Por dentro, muchas veces viven desconectadas de sí mismas. No saben quiénes son, no saben por qué hacen lo que hacen y, lo más delicado, no saben que no lo saben. Ahí empieza el problema de fondo. No estamos hablando de falta de talento. Estamos hablando de una vida vivida en automático, el terreno perfecto para convertirse en un zombie social.

Ese es el terreno del zombie social. Una persona adaptada, productiva, incluso brillante, pero vacía de criterio propio. Y sí, esto ocurre cada día con muchísimos jóvenes. También con muchísimos adultos que nunca despertaron del todo.


El error no empieza con la carrera

Nos han hecho creer que la gran decisión de la vida llega a los 17 o 18 años, cuando toca elegir una carrera universitaria. Pero ese no es el verdadero punto de quiebre.

La decisión más importante ocurre antes: la construcción de la identidad.

Si un joven no sabe qué es, si no ha aprendido a conocerse, si solo ha recibido etiquetas, expectativas y mandatos, entonces no tiene desde dónde decidir. Y cuando uno no sabe qué es, alguien más lo define. Ahí entran los padres, la escuela, el entorno, la presión social y esa idea absurda de que hay que tener todo claro justo en la etapa más confusa de la vida. Ese es el mecanismo por el que empieza a formarse un zombie social: alguien que vive desde expectativas ajenas en lugar de hacerlo desde su propio criterio.

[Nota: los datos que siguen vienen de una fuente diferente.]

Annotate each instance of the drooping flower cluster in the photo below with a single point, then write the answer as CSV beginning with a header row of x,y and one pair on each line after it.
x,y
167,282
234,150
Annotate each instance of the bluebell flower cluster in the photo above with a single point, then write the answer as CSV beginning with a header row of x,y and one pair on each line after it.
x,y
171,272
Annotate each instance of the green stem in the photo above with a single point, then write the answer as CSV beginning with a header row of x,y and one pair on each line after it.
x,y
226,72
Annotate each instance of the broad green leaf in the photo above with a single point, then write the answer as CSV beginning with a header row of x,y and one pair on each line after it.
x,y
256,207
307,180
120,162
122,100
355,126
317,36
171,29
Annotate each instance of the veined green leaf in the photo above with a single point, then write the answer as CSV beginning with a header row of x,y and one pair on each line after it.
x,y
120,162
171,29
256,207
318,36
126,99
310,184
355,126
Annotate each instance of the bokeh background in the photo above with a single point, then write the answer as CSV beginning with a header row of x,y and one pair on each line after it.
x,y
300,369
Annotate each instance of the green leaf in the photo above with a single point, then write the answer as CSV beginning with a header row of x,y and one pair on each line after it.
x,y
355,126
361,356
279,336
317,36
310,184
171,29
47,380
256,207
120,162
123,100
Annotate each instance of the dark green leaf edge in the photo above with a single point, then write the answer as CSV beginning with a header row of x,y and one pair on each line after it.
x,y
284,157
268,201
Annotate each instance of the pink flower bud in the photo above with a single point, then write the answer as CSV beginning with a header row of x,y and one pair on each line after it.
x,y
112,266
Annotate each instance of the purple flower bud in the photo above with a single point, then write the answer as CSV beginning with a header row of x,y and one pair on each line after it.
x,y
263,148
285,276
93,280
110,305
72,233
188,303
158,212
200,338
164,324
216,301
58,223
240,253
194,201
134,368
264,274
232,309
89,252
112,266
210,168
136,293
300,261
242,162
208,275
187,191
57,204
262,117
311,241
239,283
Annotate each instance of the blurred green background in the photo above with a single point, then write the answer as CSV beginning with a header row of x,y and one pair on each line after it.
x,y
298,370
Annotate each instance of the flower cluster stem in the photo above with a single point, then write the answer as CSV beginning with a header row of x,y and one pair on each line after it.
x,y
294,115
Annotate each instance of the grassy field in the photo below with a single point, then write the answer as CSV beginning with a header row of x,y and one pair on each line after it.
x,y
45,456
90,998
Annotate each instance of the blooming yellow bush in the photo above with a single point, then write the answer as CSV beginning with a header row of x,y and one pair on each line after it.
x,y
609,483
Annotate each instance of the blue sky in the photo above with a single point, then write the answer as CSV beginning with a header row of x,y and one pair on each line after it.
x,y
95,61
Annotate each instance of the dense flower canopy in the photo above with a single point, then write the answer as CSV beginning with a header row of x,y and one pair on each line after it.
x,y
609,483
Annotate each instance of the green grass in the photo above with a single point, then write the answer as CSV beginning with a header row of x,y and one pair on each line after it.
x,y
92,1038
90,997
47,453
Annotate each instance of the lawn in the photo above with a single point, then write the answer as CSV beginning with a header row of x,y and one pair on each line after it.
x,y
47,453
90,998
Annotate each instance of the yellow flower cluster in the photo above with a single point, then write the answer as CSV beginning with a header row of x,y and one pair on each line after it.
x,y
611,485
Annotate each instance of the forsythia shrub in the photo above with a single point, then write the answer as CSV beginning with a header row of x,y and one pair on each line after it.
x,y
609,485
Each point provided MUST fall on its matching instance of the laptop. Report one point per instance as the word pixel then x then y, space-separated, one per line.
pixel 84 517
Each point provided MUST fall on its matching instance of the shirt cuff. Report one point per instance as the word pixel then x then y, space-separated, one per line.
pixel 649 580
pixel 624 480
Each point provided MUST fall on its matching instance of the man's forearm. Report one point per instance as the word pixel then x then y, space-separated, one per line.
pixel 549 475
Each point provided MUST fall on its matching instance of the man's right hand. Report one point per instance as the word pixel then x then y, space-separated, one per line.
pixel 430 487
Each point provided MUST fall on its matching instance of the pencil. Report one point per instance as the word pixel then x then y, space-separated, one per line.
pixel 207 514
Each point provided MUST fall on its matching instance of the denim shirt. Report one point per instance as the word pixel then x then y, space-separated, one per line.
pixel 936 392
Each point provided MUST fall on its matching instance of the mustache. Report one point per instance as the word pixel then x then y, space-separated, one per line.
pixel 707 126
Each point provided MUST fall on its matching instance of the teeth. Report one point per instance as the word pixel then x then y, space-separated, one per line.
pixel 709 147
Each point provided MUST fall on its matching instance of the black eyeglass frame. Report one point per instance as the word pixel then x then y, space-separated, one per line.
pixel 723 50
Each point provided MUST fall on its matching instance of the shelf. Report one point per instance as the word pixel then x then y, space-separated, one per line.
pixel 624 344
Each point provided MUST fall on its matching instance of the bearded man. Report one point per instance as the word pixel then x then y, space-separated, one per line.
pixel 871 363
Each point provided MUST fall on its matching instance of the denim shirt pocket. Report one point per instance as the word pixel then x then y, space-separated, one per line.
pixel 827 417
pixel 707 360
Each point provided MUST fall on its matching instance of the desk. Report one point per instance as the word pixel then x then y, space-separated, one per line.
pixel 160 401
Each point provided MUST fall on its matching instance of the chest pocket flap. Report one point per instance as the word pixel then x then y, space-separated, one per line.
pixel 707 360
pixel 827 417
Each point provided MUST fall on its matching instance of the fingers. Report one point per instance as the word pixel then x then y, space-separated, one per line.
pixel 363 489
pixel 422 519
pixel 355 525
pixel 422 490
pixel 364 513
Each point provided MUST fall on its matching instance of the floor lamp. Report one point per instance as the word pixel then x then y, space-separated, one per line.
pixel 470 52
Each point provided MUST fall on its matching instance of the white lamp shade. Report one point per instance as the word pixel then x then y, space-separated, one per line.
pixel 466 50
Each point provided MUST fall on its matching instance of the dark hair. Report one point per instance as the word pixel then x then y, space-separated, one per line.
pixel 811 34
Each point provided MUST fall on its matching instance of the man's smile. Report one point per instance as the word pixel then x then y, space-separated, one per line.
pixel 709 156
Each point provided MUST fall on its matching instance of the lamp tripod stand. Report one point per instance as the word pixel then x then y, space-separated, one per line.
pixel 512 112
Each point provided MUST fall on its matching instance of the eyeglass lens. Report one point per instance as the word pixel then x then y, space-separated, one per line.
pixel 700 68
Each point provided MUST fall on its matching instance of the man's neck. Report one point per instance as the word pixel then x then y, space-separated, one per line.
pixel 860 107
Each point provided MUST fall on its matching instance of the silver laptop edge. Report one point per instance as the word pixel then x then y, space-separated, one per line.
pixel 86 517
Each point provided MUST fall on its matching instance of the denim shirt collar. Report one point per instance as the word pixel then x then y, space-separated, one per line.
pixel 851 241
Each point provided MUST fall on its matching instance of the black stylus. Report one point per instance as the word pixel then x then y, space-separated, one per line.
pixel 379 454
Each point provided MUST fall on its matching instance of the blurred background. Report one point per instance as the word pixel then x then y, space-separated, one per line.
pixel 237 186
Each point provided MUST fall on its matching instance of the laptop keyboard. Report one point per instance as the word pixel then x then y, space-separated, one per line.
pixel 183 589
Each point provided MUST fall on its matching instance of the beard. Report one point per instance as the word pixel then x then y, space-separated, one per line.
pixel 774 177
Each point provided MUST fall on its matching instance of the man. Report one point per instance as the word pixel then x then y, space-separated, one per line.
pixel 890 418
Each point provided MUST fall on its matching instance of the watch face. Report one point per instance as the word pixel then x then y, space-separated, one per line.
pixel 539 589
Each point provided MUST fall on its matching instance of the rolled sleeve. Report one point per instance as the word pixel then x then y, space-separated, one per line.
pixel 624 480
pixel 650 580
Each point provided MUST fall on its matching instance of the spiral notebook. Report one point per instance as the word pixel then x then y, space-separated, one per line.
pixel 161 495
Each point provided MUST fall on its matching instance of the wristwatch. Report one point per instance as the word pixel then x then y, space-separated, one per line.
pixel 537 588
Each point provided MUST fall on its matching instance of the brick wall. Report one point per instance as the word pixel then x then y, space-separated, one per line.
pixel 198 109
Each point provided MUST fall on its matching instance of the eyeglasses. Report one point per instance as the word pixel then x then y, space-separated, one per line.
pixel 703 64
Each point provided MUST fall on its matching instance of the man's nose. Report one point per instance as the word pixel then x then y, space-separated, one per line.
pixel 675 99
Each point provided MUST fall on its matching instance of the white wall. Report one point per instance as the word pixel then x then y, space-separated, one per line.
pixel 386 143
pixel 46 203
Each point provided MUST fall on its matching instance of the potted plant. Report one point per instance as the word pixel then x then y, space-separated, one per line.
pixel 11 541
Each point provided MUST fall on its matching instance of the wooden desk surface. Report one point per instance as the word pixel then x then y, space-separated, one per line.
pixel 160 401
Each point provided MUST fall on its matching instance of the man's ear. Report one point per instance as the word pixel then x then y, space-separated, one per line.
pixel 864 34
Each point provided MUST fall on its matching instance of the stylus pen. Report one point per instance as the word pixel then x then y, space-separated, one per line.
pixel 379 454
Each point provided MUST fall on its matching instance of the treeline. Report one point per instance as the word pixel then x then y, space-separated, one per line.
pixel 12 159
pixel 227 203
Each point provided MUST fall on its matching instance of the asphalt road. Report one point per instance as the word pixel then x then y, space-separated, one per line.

Primero te prestan un traje. Un traje hecho de creencias, miedos, hábitos familiares y frases que otros repiten sobre ti. Luego llega la adolescencia, que debería ser el momento de quitártelo y empezar a probar uno propio. Pero casi nadie acompaña ese proceso con conciencia.

Entonces el chico no elige. Reacciona.

La familia puede amar mucho y aun así convertirse en obstáculo

Esta es una verdad incómoda, pero necesaria. La casa es, en muchísimos casos, el principal centro de trauma. Y no siempre por maldad. A veces ocurre con mucho amor.

Un padre puede desear lo mejor para su hijo y, al mismo tiempo, transmitirle miedo, presión, rigidez o una idea de éxito que no le pertenece. Puede empujarlo a estudiar algo “seguro” porque él mismo vivió desde la carencia. Puede exigir excelencia porque jamás se sintió suficiente. Puede ausentarse por trabajo creyendo que está construyendo un futuro para los suyos, sin darse cuenta de que en el proceso está perdiendo a aquellos para quienes empezó todo.

Ese es uno de los grandes dramas contemporáneos. Se trabaja por la familia mientras la familia se vacía por dentro.

No es raro encontrar adultos que construyeron empresas, patrimonio o prestigio y, cuando miran atrás, descubren que llegaron solos. Con un buen entierro, quizá. Con un gran hospital, tal vez. Pero solos.

Padres ocupados, hijos desconectados

Muchos padres dicen que su prioridad son sus hijos. Basta mirar su calendario para ver si eso es verdad.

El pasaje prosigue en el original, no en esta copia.